Astro Boy (2009)

In an origin story that's like Pinocchio meets Frankenstein, Dr. Tenma (voiced by Nicolas Cage), a robotics professor, loses his son, Toby, in a freak energy accident and builds a new kid from scratch: a robot boy with rocket flames that shoot out of his feet and hair molded into a Dennis the Menace cowlick. Astro, as he comes to be known, doesn't just look like Toby; he has the exact same personality (they're both voiced by Freddie Highmore). You could chalk this up to the miracle of robotics — or, perhaps, to the thinness of characterization that marks this jet-propelled update of the Japanese cartoon series, which in 1963 was an early milestone of anime.

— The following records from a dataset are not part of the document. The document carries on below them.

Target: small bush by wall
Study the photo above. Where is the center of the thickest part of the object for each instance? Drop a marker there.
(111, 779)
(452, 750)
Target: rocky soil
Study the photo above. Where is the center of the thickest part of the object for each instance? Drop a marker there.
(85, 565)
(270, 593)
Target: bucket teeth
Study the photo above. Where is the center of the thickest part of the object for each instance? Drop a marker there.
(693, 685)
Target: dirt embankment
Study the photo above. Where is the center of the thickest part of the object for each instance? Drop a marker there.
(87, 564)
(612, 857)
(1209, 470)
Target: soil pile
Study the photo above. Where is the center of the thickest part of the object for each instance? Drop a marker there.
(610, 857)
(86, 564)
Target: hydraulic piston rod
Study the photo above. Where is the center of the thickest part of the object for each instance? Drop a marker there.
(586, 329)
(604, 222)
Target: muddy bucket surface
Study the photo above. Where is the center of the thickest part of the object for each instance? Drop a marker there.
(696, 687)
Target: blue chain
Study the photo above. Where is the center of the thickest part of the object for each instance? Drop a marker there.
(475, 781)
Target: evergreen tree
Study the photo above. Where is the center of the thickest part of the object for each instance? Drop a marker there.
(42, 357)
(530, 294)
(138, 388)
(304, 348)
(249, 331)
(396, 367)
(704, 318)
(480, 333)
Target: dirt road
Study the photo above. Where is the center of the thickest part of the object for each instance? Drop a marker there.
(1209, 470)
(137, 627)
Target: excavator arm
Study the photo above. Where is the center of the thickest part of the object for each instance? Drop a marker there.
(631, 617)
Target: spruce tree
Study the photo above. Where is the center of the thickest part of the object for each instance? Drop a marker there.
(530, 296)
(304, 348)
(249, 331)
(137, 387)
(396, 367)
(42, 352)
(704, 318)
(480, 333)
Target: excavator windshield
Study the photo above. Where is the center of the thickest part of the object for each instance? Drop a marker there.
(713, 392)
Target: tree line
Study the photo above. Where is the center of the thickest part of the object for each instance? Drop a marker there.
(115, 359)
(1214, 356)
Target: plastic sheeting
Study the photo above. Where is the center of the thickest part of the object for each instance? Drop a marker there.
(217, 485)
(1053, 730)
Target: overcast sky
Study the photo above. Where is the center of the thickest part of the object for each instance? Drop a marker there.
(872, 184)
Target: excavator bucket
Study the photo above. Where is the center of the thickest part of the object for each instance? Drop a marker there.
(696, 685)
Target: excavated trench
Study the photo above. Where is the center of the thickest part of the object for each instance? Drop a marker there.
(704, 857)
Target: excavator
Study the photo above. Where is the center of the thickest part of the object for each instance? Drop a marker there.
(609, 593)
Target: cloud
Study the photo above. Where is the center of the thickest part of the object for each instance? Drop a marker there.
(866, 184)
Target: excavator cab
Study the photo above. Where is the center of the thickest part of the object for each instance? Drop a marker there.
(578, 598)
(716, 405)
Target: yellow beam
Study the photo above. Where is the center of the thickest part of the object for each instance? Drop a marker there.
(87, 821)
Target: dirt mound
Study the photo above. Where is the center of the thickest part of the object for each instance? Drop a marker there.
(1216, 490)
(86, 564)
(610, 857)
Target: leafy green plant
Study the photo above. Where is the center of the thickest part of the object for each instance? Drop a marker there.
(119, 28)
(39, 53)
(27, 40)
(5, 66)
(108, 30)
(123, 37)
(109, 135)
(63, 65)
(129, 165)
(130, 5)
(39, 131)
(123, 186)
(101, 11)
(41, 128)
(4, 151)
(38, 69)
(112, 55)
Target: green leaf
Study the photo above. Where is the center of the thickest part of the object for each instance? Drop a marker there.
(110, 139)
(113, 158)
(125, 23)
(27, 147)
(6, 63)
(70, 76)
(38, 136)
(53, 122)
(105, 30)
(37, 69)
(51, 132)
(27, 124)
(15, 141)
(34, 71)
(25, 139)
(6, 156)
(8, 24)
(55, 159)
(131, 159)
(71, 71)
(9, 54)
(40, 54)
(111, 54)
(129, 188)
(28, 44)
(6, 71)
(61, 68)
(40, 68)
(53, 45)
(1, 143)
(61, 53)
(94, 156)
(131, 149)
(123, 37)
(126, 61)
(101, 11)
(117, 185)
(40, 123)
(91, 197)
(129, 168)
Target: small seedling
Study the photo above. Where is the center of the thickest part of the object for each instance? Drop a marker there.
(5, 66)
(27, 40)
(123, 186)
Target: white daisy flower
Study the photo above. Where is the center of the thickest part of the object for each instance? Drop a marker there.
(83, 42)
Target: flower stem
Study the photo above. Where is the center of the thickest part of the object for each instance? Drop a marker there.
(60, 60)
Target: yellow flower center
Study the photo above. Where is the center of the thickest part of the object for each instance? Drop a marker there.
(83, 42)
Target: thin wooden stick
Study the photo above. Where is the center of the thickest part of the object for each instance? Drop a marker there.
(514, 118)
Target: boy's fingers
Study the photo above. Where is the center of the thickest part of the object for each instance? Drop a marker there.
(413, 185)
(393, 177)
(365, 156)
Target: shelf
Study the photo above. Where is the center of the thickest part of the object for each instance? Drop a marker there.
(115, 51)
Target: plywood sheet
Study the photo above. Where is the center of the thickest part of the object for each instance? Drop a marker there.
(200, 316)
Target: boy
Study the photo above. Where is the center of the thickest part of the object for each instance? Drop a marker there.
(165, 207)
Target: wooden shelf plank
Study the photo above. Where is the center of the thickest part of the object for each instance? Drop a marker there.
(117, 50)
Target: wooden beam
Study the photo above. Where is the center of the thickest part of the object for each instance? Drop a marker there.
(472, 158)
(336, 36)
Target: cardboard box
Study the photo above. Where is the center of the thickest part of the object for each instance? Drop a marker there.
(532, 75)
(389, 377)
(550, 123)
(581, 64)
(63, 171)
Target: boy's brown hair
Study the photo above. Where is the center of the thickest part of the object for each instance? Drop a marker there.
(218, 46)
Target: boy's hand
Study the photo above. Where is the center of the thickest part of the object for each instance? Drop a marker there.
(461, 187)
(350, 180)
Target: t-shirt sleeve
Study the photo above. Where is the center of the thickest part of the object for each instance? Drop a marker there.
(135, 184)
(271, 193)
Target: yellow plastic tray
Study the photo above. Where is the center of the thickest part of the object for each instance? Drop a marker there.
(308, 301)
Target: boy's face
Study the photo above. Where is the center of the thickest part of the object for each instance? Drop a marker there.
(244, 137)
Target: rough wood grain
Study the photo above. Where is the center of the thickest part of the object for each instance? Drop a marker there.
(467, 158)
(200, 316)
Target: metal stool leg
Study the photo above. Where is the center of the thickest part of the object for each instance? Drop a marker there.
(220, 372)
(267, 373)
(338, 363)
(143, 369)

If you're pining for the richness of a Pixar film, or even for the crackerjack comedy of, say, Kung Fu Panda, look elsewhere. Yet the new Astro Boy is a marvelously designed piece of cartoon kinetics, with the pleasing soft colors and rounded-metal tactility of an atomic- age daydream. Astro gets kicked off Metro City, a spaceship that hovers above Earth, and he lands in a scrap heap of robots and meets some wild-child friends. There's a little too much lost-boys-and-girls mopiness, but when Astro becomes a robot gladiator, the movie turns happy demolition derby, and the virtuoso collisions just keep on coming.